Clearing out is very much a theme at the moment - I'm due to go over to Irchester to help Fiona once she's ready and back down south, and I tipped several very wet smelly sofas and chairs for Isla and Darren, although his haste in forcing them into my car has torn a bit of trim. Not a disaster, but it's another thing on the long list of car jobs, and looks like being difficult to glue. I am grateful to have had the car though, both for helping them, ferrying to and from Windmill Rd and for the fact that I was able to help Mum out when she broke down today on the way to work. Car dependency is a fact of life living here, but by doing multiple jobs in each run and offering it out to anybody else who needs lifts or freight I'm trying to reduce it, at least.

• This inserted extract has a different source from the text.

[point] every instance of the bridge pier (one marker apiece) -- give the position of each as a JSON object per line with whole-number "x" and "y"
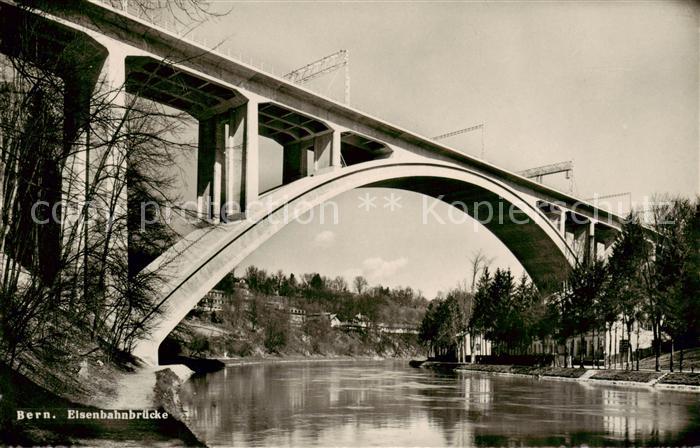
{"x": 227, "y": 163}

Wednesday, September 9th, 2015 11:28 pm
Today I have mostly been doing work for the cricket club. I fixed two door handles that had been wrenched off, sorted out a water supply for the allotments (possibly also getting talked into taking one on myself - maybe after the garden is complete), researched the cost of accepting cards at the bar (likely prohibitive) and converted some very pixellated advertising material into a vector format that will look much better when blown up to 8x4ft.

The afternoon I spent at the funeral for Philippa's dad, which was a lovely service, for all that it's a heartbreaking, unexpected loss. He and my Dad were so similar, and the consolation now they're both gone is much the same - there's no more pain, no more embarrassment at not being able to do what they used to do, but still a massive hole in life where they were. I'm waiting to collect the photos from scattering Dad's ashes in the Lakes to come back, and I might write up that trip once I've got them.

Tomorrow should be a more practical day at home, with several car jobs, some cabling to tidy up, and the ongoing network/media centre/digitisation work. There's also some re-proofing of walking gear to do, the grass to cut, and a tent size test to do, so that I can see which of the many variants on the Laser/Zephyros might be best suited for me.